Investors have poured millions into start-ups facilitating car sales. For instance Beepi, which promises shoppers the best price on cars it meticulously inspects and then delivers, has received $148.95 million in funding from investors including Redpoint Ventures, Foundation Capital, Sherpa Ventures and China's SAIC Motor. Carvana, which lets shoppers buy online and test out a car for seven days, has raised $300 million in funds.

And consumer trends appear to validate those investments in start-ups.

"We live in an increasingly mobile society. People are pressed for time and want an alternative to having to spend their Saturdays going from dealer to dealer," Beepi spokeswoman Lisa Broock said in an email to CNBC.

About 46 percent of car shoppers used smartphones and 31 percent used tablets to research and shop for a car, according to research by Cox Automotive, which published its 2016 Car Buyer Journey report earlier this month.

The three most frequently visited car-shopping research sites have remained the same since 2012, according to a September report from J.D. Power: Consumer Reports, Edmunds.com, and Kelley Blue Book.

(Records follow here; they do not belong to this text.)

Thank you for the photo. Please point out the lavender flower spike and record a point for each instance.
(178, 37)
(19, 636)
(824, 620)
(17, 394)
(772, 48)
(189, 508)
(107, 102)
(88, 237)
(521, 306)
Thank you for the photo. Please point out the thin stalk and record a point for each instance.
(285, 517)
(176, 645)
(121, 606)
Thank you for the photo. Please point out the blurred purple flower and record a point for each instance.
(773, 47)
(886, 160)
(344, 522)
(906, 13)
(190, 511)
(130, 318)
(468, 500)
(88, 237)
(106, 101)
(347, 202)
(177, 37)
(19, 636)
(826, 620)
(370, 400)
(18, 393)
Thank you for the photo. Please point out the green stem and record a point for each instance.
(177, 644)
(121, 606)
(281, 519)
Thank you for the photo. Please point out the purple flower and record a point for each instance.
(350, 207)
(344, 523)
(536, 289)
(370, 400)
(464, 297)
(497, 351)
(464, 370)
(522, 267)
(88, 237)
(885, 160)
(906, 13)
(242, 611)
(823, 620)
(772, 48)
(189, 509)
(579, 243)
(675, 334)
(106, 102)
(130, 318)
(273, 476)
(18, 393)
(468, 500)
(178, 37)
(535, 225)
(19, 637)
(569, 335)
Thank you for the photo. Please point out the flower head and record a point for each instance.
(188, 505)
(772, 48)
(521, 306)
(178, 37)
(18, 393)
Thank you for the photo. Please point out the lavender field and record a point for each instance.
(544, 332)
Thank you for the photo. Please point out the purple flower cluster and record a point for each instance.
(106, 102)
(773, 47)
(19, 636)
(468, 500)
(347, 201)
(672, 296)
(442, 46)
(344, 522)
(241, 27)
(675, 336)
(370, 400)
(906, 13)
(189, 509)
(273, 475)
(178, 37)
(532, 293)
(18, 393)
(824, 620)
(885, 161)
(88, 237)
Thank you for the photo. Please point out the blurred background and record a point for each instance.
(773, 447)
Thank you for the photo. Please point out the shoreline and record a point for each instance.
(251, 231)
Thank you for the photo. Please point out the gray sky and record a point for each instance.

And General Motors itself has acknowledged the online car-shopping trend. Earlier this month it debuted its Factory Pre-Owned Collection, a service that allows shoppers access to GM's collection of used vehicles that have been retired from company fleets or are off-lease.

Using the service, a shopper can go online, pick out a car, apply for financing, select a dealership to work with to purchase the car, arrange payments and have their car delivered to their door.

The process can allow consumers to avoid going to a dealership entirely, although less than 1 percent of buyers have bought and received their used vehicles without having seen them in person beforehand, according to GM spokeswoman Ryndee Carney.

But the Web and apps won't quite replace the dealership car-buying experience just yet. People are seeking out dealers who offer technical expertise beyond a sales-closing agenda, according to a 2015 online survey by Capgemini. That firm surveyed 7,553 consumers who planned to buy or lease a vehicle in the next 12 months.

"I see it increasing but never surpassing the traditional dealership model, especially with new cars," Selly's Klempf said in an interview with CNBC. "The OEMs — the manufacturers — they're very strict on the traditional dealership model and there are a lot of lobbyists, a lot of money into that part of the business, so I don't see it being replaced. I see it being innovated."

Among shoppers for new vehicles, a majority make their initial contact by walking into a dealership, about one-fourth do so online, according to Arianne Walker, senior director of automotive media and marketing at J.D. Power.